The story goes that Paul Verlaine’s mother,
Élisa-Julie-Josèphe-Stephanie Dehée,
kept her miscarried fetuses in a jar.
The poet, returning home drunk one night,
smashed them on the stone dining room floor.

Tell me something else.

Casanova once loved a woman who did not love him.
So he collected bits of her hair,
had them made into candies, and ate them secretly.

Love must not touch the marrow of the soul.

A poet said that, a long time ago.

Our affections must be breakable chains.

Mount Lebanon is the sixth collection from Karl Kirchwey. It also includes “Propofol” (published in The New Yorker), “Lenox Road” (The New Criterion, as “Three Oaks”), “Wissahickon Schist” (Slate), “The Red Portrait” and “Lemnos” (both in Poetry).

And then there’s “After Three Years” (Little Star), a translation of one of Paul Verlaine’s earliest poems; Kirchwey has translated Verlaine’s debut collection as Poems Under Saturn, also out this month.
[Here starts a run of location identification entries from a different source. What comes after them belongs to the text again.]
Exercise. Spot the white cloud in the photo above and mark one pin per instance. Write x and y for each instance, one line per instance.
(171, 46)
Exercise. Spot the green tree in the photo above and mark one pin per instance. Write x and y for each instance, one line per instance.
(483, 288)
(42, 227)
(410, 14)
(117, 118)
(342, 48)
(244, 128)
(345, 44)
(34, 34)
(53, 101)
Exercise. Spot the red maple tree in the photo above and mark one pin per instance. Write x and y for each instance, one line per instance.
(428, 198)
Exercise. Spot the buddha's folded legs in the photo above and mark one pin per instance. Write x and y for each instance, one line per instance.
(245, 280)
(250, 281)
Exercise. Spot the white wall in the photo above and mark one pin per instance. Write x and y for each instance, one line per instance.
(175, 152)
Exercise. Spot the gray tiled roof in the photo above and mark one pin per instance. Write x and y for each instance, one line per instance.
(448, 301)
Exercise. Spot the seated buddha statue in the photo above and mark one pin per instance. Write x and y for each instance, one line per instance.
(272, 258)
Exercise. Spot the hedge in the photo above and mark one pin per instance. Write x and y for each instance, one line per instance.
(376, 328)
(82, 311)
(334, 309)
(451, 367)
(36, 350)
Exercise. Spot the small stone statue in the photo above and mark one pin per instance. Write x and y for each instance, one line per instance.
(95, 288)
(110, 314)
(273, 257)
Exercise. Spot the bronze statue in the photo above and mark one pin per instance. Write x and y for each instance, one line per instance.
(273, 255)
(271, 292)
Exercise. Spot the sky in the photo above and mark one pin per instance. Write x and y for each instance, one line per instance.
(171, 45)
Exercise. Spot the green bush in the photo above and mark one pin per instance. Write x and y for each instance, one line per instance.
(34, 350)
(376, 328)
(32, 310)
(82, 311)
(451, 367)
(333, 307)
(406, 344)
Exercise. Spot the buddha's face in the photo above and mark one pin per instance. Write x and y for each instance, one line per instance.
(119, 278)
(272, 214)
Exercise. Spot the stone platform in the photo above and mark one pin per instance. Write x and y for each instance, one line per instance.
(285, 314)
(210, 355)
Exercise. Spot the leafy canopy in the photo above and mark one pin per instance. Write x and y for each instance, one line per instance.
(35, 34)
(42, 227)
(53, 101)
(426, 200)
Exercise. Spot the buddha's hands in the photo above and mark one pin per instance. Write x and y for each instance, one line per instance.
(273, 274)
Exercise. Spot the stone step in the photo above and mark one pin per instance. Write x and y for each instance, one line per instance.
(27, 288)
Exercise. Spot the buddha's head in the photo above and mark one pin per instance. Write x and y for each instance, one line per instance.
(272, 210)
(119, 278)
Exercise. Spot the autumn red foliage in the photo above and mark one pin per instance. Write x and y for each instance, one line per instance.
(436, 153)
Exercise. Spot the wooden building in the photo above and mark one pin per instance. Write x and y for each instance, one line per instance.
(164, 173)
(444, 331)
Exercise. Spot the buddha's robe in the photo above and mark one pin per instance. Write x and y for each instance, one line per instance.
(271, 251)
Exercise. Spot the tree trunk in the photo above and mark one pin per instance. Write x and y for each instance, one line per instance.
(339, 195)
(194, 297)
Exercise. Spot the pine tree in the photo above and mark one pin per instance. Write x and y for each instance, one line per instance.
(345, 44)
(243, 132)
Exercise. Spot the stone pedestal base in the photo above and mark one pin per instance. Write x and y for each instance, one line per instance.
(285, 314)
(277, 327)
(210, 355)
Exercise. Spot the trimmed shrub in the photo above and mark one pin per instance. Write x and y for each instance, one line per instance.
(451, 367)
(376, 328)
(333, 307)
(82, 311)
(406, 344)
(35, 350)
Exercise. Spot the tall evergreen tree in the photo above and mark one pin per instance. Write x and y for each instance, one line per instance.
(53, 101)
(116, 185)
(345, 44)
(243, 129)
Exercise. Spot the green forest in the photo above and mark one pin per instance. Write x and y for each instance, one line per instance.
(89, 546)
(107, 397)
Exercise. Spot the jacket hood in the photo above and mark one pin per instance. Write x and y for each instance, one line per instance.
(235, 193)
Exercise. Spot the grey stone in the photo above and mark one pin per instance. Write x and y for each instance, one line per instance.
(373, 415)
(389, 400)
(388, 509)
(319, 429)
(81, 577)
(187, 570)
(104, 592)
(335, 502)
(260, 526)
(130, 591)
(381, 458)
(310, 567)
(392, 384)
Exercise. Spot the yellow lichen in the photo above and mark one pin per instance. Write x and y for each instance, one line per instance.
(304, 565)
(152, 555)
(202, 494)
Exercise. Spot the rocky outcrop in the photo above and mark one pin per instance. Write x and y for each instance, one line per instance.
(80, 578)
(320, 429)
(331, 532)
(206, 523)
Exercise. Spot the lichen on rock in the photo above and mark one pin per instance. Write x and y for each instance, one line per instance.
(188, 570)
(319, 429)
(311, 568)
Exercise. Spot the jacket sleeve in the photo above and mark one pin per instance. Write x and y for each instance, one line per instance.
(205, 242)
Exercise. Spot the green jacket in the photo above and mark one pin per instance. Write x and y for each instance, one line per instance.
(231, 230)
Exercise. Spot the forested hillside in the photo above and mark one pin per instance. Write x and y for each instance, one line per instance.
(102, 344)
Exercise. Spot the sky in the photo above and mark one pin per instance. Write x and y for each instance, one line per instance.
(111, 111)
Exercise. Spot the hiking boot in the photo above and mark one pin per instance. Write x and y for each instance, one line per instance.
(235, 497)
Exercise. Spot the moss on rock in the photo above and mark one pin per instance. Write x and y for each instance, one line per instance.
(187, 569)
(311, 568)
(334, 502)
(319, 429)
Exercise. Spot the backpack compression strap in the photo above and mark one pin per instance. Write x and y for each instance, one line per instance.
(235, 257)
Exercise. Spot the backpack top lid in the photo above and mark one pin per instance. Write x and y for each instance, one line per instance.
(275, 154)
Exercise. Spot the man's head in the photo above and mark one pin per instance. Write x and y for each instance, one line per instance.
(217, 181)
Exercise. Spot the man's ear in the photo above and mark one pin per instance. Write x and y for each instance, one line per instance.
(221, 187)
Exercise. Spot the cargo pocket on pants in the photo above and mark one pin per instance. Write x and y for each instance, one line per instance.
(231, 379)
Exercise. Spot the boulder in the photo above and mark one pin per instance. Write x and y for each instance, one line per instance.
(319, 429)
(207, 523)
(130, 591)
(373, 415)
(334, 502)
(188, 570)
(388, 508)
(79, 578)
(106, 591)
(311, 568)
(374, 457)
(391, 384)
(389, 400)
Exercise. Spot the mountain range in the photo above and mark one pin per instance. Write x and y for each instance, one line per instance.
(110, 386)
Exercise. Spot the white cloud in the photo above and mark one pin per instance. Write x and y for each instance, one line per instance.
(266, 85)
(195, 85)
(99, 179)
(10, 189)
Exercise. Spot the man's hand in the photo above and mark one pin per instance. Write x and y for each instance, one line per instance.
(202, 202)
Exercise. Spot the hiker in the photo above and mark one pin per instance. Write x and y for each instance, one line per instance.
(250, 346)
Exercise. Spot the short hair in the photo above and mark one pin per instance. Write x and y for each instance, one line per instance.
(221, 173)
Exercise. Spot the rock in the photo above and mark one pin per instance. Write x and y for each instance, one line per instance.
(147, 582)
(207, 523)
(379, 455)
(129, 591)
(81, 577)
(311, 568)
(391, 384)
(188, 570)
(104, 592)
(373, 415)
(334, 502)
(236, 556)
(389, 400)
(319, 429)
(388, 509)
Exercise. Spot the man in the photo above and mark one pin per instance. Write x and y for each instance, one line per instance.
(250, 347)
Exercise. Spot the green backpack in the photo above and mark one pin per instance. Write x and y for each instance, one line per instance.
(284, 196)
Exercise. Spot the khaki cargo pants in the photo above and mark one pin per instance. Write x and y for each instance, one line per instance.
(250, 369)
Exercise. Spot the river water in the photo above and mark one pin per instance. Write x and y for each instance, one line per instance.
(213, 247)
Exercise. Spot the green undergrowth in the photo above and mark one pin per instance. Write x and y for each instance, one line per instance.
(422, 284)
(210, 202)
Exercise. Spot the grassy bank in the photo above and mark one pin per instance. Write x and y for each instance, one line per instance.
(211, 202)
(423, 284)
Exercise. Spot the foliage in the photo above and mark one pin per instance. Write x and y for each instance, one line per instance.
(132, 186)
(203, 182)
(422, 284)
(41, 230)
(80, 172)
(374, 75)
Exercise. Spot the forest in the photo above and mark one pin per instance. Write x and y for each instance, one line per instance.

Here’s Kirchwey on Verlaine: “What appealed to me very powerfully was, first of all, the intense musicality of Verlaine’s lines– impossible to render in English, really, because English is a language of speech stresses, as French is not– and then also the combination of carnality and learning, in the poems. Verlaine was a hot-blooded young man in a repressive society, but he was also, at least intermittently, a spiritual and religious seeker and a scholar on the upward road to Parnassus.”